Limitations & Future Work

  • The method still relies on connected-component post-processing for instance extraction and cannot directly output instance-level segmentations; separation of adjacent parcels remains limited by boundary prediction quality.
  • The model uses only bi-temporal inputs and does not leverage full time-series information (e.g., temporal Sentinel-2 sequences as used in PASTIS).
  • Evaluation is conducted solely at Sentinel-2 10 m resolution; transferability to higher-resolution imagery (e.g., PlanetScope at 3 m) has not been fully validated.
  • National-scale maps are produced for only five countries; global generalization across more diverse geographies and agricultural systems remains to be validated.
  • vs. FTW Baseline: Both employ U-Net semantic segmentation; PRUE achieves IoU +6% and F1 +9% through systematic optimization of loss, augmentation, and encoder.
  • vs.

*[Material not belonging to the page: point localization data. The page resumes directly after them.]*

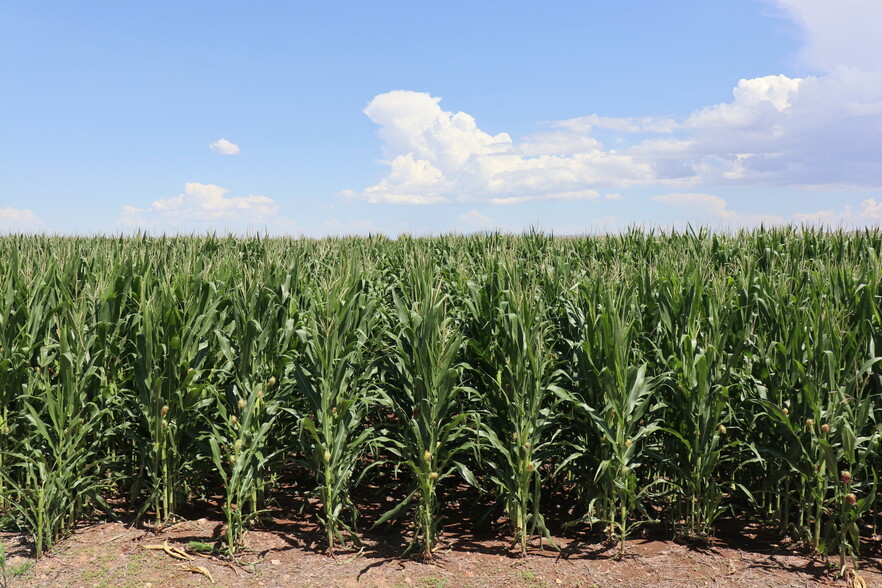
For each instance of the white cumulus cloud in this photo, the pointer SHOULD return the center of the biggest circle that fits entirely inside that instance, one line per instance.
(704, 207)
(708, 207)
(19, 220)
(820, 131)
(202, 206)
(439, 156)
(224, 147)
(868, 213)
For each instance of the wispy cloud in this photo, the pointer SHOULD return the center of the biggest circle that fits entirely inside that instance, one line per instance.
(816, 132)
(202, 206)
(224, 147)
(708, 208)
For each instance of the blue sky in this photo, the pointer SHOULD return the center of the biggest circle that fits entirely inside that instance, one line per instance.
(354, 117)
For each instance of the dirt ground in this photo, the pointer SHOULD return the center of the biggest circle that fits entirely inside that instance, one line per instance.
(287, 554)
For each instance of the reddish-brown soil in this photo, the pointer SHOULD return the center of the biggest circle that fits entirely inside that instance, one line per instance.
(288, 550)
(289, 554)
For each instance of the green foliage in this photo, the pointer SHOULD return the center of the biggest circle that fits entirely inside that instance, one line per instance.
(669, 377)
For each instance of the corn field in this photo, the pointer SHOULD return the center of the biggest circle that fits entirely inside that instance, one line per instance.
(644, 378)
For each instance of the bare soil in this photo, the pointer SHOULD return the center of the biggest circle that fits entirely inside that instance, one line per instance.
(289, 553)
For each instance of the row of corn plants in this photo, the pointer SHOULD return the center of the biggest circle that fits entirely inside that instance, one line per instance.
(665, 378)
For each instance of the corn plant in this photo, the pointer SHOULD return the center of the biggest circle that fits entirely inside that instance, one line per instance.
(432, 431)
(56, 472)
(334, 373)
(240, 443)
(521, 398)
(171, 349)
(616, 400)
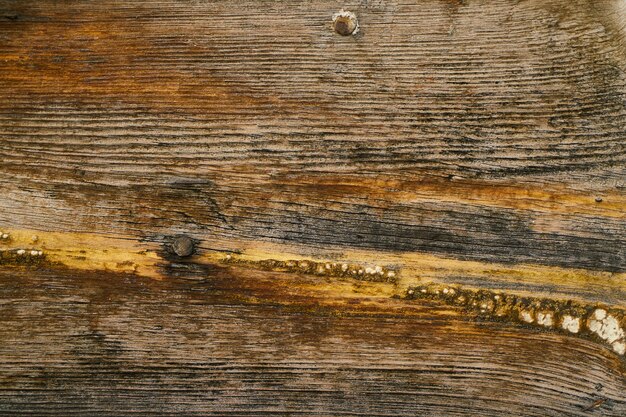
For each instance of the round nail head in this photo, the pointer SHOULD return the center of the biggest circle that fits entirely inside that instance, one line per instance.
(345, 23)
(183, 246)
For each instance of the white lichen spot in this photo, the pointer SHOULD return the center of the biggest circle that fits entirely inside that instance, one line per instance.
(545, 319)
(599, 314)
(619, 347)
(571, 324)
(527, 316)
(607, 327)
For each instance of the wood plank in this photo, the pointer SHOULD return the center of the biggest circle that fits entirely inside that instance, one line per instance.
(334, 187)
(94, 344)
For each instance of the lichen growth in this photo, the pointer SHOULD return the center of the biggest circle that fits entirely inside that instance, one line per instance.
(371, 273)
(600, 323)
(23, 257)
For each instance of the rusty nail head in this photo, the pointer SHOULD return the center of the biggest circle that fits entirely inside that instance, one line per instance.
(345, 23)
(183, 246)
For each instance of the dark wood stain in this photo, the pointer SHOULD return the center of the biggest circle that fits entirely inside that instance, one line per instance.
(486, 131)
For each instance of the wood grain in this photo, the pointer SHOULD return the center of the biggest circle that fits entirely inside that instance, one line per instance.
(193, 116)
(83, 344)
(465, 142)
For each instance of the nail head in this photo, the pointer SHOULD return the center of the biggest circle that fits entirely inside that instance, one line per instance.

GFMs (Clay, Galileo, etc.): GFMs offer stronger general-purpose representations but suffer from insufficient spatial resolution for fine-grained boundary segmentation, and their inference throughput is 1–2 orders of magnitude lower.
  • vs. Delineate Anything: This YOLOv11-based instance segmentation method designed specifically for parcel delineation yields modest zero-shot performance on FTW (IoU = 0.37), confirming that task-specific training remains necessary.

Rating

  • Novelty: ⭐⭐⭐ — No new architectural components are introduced; the core contribution is systematic engineering optimization, though the deployment robustness metrics represent an original methodological contribution.

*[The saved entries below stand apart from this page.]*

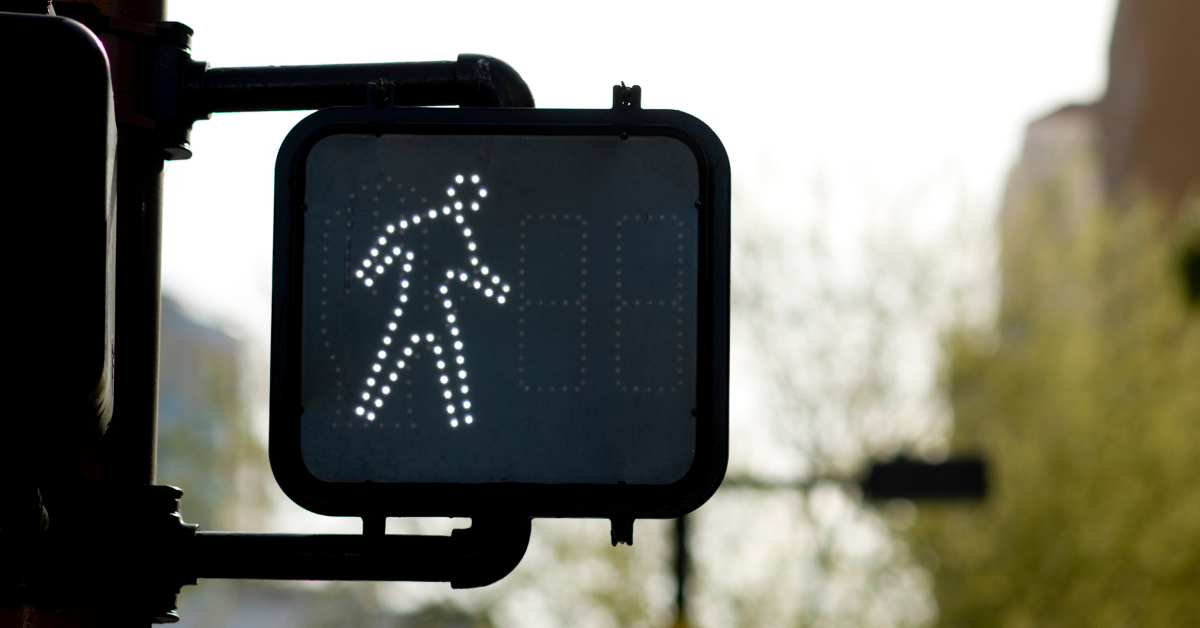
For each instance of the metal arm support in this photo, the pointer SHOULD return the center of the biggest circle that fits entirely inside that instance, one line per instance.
(477, 556)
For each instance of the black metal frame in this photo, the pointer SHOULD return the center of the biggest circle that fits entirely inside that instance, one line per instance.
(617, 502)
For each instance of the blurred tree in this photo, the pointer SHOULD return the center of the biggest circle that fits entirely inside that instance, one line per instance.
(1085, 398)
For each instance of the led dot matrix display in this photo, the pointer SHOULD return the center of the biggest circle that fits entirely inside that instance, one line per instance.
(489, 309)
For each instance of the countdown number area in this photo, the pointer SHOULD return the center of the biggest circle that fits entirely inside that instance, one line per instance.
(481, 309)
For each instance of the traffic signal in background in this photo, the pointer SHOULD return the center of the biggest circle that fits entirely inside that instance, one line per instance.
(58, 177)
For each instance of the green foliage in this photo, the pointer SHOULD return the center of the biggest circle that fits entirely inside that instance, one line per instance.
(1086, 401)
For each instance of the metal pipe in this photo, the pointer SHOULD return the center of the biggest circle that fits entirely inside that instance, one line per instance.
(473, 81)
(472, 557)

  • Experimental Thoroughness: ⭐⭐⭐⭐⭐ — The large-scale comparison of 18 models is comprehensive; ablations cover loss, augmentation, architecture, and class weighting; national-scale maps for five countries are publicly released.
  • Writing Quality: ⭐⭐⭐⭐ — The paper is clearly structured with well-organized experiments; the motivation for the deployment metrics is convincingly articulated.
  • Value: ⭐⭐⭐⭐ — High practical value for the remote sensing community, providing a reproducible best-practice recipe along with publicly released models and data.